Monday, April 12, 2010

Theories on life, the universe, and everything

I'm actually not at all a fan of the Hitchhiker's Guide "trilogy."  But it is a good phrase.

I just saw this blog post passing along a brief lesson in life from Kurt Vonnegut.

I used to--and, to some extent, still do--seek the sort of life that would make a good movie.  Walking home from high school on a rainy night, after staying late to work on newspaper layout, I'd think how good my surroundings would be for some melodramatic montage, and I'd imagine the minor-key piano music and whining vocals that would accompany such a scene.

We all do this.  (By "we all," I mean "most of us, I think.")  We expect life to reflect entertainment.  After all, entertainment reflects life, right?  But entertainment reflects only the dramatic (and, at its best, the profound) in life.  It's a skewed look that uses semi-realistic people, relationships, events and themes to create unrealistic patterns and meanings.  We see this, and we expect our life to weave itself into natural plot lines; we expect people to exhibit the consistency and predictability of a well-developed character.
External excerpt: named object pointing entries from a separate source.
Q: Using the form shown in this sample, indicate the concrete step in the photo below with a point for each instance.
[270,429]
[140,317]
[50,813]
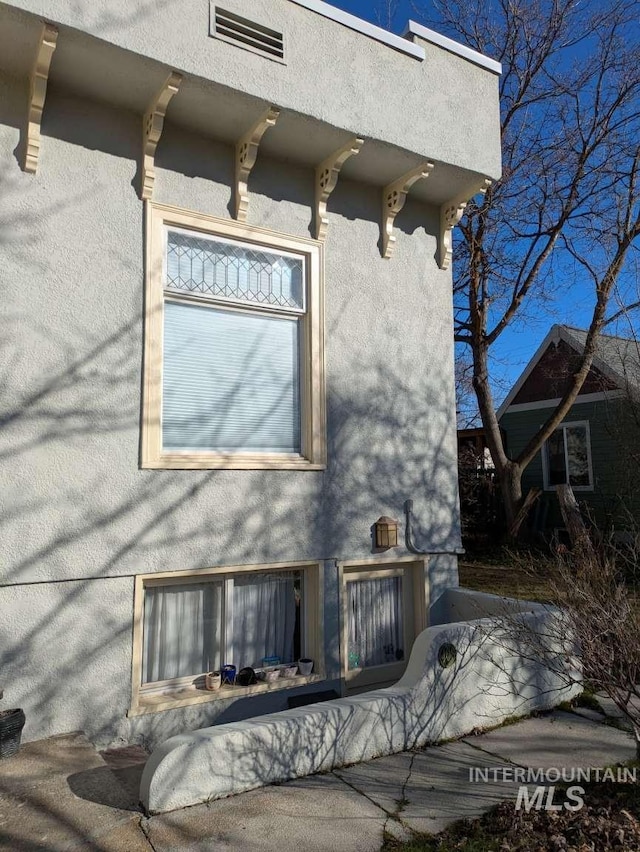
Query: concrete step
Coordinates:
[59,794]
[127,764]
But people are not consistent, and life has meaning and story only through interpretation.  Out of this cognitive dissonance, we create the drama we expect to see.

Vonnegut:  "[B]ecause we grew up surrounded by big dramatic story arcs in books and movies, we think our lives are supposed to be filled with huge ups and downs.  So people pretend there is drama where there is none."

The blog author continues: "That's why people invent fights.  That's why we're drawn to sports.  That's why we act like everything that happens to us is such a big deal.  We're trying to make our life into a fairy tale."